Caro Jost (b. 1965 in Munich, Germany, lives and works in Munich/New York) collects traces of the past through a conceptual approach, in which the appropriation of marginal stories and memories and their transfer into a contemporary context play a central role. Drawing on a complex archive of materials, she transfers found fragments onto canvas and deconstructs their meaning through commentary, manipulation, and alienation. In this way, she immortalizes past events and creates historical documents.
Caro Jost started her ongoing series “INVOICE PAINTINGS” in 2016 as part of her research on former artist studios in NYC. Archival materials used with permission, such as personal documents, invoices or sketches of Barnett Newman, Ad Reinhardt, Elaine deKooning and others are appropriated as witnesses of a time. In Jost’s view, these items documenting purchases of paints and materials both register the near-time genesis of important artworks and are finds that function as means of creating artworks of her own. “Caro Jost often traces the past of others in her work. The archives of well-known artists, pictures of their studios or even their material bills become objects in her works. Marginal histories and memories play a central role. She appropriates things that seem ephemeral, for the most part perhaps they are, giving the incidental a physicality without being nostalgic or worshipful. Rather, it is her way of listening and looking closely that characterizes her engagement with the objects. This creates conversations that contain Jost’s reflection, but also testify to the material’s resistance.” (Dr. Monika Bayer-Wermuth, Museum Brandhorst, Munich, 2022).

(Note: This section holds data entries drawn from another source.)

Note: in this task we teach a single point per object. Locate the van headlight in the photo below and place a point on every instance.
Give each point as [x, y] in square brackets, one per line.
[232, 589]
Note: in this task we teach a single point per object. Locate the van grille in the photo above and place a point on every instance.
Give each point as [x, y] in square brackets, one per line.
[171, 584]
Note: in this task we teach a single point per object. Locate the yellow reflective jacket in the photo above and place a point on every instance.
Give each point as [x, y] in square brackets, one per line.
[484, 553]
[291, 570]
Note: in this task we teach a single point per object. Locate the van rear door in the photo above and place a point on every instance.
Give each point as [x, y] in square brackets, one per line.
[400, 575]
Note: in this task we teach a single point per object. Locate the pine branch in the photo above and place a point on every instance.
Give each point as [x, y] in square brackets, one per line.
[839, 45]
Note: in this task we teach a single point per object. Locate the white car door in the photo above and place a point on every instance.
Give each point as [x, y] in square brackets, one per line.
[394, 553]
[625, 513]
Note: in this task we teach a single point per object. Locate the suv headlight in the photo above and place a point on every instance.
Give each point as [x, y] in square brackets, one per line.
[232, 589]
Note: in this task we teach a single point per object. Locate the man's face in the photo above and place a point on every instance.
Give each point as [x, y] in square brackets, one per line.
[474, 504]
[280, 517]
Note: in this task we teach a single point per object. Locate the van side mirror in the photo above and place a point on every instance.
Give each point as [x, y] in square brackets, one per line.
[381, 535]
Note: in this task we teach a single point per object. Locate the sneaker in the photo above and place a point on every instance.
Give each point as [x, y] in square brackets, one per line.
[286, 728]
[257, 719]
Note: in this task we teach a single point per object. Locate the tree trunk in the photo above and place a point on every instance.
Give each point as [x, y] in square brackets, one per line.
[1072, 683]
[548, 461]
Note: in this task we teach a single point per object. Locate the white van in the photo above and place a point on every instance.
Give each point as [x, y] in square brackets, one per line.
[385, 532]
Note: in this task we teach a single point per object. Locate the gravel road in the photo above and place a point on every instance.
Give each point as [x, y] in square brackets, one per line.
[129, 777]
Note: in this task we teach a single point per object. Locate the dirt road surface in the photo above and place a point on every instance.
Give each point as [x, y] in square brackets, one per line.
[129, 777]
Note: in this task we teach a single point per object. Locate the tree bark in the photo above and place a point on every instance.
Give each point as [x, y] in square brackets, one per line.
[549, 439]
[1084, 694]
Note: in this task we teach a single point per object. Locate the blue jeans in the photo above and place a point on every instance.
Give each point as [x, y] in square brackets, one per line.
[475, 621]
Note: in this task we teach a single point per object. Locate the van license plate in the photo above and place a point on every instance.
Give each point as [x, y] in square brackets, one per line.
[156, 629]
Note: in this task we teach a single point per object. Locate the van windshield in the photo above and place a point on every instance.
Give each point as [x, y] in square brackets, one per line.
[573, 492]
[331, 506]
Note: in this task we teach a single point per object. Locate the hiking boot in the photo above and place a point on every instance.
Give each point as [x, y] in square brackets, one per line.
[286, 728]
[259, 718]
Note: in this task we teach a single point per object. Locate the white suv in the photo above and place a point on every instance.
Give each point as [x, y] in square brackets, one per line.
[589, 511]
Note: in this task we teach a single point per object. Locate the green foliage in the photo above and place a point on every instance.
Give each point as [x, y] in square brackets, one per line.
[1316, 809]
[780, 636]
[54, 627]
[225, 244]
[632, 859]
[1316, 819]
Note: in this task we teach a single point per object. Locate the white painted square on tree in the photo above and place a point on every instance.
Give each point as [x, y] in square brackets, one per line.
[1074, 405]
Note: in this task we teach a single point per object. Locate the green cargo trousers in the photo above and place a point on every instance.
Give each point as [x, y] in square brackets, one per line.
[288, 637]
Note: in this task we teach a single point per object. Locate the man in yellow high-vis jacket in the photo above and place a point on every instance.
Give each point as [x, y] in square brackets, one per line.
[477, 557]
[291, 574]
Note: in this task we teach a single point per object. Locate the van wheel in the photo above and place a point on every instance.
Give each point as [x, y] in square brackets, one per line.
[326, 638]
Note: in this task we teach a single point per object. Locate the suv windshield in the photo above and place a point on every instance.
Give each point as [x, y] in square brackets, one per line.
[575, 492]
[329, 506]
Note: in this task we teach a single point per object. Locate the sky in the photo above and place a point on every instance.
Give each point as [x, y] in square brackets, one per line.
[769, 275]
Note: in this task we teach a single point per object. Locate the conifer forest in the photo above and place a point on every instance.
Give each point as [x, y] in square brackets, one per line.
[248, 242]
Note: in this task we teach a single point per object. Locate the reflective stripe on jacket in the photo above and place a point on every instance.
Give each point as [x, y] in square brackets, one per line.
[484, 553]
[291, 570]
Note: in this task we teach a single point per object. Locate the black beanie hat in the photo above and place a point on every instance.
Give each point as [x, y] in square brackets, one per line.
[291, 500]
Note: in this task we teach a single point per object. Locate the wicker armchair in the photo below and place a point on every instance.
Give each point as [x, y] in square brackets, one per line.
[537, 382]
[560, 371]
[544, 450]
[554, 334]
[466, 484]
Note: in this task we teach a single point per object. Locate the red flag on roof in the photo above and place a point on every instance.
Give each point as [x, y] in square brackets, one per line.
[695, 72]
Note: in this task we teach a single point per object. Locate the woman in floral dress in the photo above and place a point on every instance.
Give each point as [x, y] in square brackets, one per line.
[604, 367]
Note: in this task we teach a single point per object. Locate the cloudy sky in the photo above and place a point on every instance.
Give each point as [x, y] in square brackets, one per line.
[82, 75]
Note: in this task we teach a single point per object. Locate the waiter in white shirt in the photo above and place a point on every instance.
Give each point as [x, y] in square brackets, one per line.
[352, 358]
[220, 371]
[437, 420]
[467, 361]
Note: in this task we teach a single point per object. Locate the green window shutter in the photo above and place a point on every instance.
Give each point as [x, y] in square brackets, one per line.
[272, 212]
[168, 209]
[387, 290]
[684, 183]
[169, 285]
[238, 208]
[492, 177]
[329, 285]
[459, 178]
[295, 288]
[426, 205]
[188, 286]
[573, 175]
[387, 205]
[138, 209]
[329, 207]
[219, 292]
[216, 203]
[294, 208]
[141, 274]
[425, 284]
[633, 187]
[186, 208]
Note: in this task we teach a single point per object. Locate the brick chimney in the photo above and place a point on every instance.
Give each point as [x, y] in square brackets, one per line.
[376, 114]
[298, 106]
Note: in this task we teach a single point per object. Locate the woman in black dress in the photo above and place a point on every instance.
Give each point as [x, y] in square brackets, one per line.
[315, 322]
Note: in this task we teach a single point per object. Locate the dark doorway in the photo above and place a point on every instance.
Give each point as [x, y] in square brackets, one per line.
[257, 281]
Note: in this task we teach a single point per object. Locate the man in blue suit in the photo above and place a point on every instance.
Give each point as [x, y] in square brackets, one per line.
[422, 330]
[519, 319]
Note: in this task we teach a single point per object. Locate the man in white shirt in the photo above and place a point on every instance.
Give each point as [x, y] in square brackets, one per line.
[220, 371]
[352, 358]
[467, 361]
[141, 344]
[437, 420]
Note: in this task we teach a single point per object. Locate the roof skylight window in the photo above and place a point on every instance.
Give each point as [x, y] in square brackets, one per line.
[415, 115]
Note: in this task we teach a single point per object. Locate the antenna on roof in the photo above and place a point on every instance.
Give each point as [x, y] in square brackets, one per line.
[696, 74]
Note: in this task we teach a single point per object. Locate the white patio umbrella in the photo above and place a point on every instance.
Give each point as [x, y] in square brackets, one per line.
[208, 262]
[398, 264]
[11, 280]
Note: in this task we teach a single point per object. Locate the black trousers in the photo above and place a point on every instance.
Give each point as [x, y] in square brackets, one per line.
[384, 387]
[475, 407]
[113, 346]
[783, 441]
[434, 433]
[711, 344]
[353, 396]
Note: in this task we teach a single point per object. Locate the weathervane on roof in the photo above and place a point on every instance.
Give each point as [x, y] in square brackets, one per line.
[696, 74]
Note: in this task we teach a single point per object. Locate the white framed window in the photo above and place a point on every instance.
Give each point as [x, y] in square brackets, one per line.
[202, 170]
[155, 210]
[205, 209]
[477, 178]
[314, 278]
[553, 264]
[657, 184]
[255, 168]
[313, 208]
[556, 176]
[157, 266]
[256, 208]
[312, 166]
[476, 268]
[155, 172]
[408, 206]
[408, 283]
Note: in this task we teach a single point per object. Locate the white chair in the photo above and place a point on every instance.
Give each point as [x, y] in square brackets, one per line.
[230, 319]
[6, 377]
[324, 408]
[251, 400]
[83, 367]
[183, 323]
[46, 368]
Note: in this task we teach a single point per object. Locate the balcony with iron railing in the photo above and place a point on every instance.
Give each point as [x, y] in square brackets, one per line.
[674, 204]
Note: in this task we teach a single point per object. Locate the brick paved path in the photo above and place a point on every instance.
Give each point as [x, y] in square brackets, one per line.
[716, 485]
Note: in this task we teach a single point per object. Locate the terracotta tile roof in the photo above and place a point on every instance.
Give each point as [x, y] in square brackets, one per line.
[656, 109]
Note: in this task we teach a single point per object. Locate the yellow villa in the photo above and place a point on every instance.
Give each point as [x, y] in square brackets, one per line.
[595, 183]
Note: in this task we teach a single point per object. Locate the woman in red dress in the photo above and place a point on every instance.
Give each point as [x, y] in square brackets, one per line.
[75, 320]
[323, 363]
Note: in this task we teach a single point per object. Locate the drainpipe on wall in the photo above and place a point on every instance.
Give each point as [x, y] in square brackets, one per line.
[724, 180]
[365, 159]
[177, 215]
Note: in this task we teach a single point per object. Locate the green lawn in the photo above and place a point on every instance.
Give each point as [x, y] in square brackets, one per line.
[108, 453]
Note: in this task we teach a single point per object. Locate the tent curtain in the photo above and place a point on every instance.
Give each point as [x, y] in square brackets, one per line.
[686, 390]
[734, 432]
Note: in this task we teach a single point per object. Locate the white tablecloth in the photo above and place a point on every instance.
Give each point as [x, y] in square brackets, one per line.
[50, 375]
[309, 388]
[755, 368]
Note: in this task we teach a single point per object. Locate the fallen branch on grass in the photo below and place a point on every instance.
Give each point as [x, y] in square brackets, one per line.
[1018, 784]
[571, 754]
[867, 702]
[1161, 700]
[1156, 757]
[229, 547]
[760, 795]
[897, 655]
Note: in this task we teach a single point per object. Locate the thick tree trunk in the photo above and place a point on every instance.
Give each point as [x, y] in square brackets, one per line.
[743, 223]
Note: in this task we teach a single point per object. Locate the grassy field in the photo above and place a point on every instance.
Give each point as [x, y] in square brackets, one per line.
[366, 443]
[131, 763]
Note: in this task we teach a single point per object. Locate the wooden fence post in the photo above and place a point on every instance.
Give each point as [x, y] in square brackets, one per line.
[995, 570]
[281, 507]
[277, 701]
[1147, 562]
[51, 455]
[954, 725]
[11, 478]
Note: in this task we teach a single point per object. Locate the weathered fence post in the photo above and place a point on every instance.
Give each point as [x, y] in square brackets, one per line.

Furthermore, Jost incorporates excerpts from magazines, essays, newspaper headlines, and snippets of conversation. These text fragments, as testimonies of a zeitgeist, are removed from their original context and integrated into works that revolve around themes such as freedom, personal responsibility, or the relationship to oneself and others. While Jost’s work is rooted in the traditions of painting and collage, the techniques she employs result in works with complex compositions and messages. The resin-coated pieces break away from the two-dimensionality of painting and become textured reliefs or objects.